Мрачно обозрев свою клетушку, лейтенант попытался плотнее запереть дробно стучащую ставню, долго стоял в раздумьях под пятном плесени на потолке, а потом решительно оправил камзол и вышел вон. В питейной у ярко горящего очага будет куда уютней…

Умостившись у огня, Орсо поискал глазами кабатчика, собираясь скоротать ожидание, и вдруг заметил человека в мокром плаще, неспешно шагающего прямо к нему. Лейтенант с улыбкой поднялся, вскользь удивившись, с чего Эрнесто пришел на полчаса раньше условленного времени, но улыбка его тут же погасла. Это был не Альбинони.

А человек меж тем приблизился и, стягивая вымокший капюшон, проговорил приветливо и деловито:

— Да ты, похоже, рад мне, командир. Эвон, приятно даже.

Лейтенант замер, глядя в простоватое крестьянское лицо визитера.

— Какого черта, Начо?! — отсек он, пряча потрясение за резкостью.

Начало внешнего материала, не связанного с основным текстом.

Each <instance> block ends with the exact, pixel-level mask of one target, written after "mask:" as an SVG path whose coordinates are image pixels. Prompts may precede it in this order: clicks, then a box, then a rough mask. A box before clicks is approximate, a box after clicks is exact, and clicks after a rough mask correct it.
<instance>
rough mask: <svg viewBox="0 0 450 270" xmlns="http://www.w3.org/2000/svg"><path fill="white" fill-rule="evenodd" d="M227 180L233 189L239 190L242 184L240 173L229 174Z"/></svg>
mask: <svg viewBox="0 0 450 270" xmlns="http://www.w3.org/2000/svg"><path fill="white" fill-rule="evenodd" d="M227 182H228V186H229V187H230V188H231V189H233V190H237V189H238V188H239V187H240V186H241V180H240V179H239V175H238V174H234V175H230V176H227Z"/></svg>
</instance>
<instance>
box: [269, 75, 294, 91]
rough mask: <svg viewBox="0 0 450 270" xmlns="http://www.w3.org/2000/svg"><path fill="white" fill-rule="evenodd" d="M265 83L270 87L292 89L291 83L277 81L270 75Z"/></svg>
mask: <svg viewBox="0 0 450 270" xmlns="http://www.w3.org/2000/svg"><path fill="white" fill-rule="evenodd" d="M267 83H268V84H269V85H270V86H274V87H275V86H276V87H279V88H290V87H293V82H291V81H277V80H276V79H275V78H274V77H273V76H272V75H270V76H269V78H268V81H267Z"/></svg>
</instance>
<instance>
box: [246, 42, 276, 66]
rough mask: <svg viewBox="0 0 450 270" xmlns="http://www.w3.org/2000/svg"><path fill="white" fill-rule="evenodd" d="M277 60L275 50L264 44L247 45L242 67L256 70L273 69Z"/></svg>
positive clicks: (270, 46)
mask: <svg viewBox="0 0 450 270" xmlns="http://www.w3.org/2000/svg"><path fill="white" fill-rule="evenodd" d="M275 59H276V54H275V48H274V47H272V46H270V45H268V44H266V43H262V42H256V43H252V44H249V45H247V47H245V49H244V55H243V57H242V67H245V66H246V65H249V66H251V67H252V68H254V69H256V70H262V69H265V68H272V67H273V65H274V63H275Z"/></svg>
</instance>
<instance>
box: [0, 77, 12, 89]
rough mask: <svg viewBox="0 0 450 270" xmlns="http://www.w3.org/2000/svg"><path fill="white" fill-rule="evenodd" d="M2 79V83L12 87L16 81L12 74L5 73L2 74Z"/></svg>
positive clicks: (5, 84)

Начо Прадера когда-то служил под его началом. До изумления бестолковый и неловкий, он набился к Орсо в денщики, чтобы не лишиться места в полку. Слугой он тоже был неумелым и туповатым, но так истово старался приносить пользу, что Орсо жалел бедолагу и не скупился на словечко перед начальством или мелкую монетку. Право, дезертир вовсе не ожидал когда-нибудь снова увидеть своего добродушного и услужливого денщика, даже пику в строю державшего, как вилы.

А тот усмехнулся почти дружески:

— Чего вскинулся, вашблагородь? Не ждал? А ведь я сразу им всем сказал: Начито командиру два года служил, как родного его знает. И друзей его знает. Не верили… Эх вы, голубая кровь, нос кверху!

После короткой паузы Орсо медленно покачал головой, и уголок его рта брезгливо дернулся:

— Ты наемник.

Усмешка Начо стала почти умиленной:

— Во смекалистый! Недаром всамделишный идальго. Честь там дворянская всякая. Ох, помню, махал ты этой честью, в нос ее всем тыкал! Все грандом себя держал, свысока глядел. — Солдат оскалился, и напускное добродушие в его голосе сменилось едкой уксусной нотой. — Монетку жаловал очисткам навроде меня. Вашблагородие, едрить тебя в корягу… Чего, поизносилось благородие? А все ж молодчина ты, командир. Здорово придумал. Девка и так худосочная, а в вороньем своем платьишке и вовсе одни слезы. Неходовой товарец. Ты ее только приголубь — и клади на тюфяк, даже не пискнет, еще спасибо скажет. А братец-монах позора не снесет, мигом под венец тебя пинками загонит — и валяй, живи на всем готовом.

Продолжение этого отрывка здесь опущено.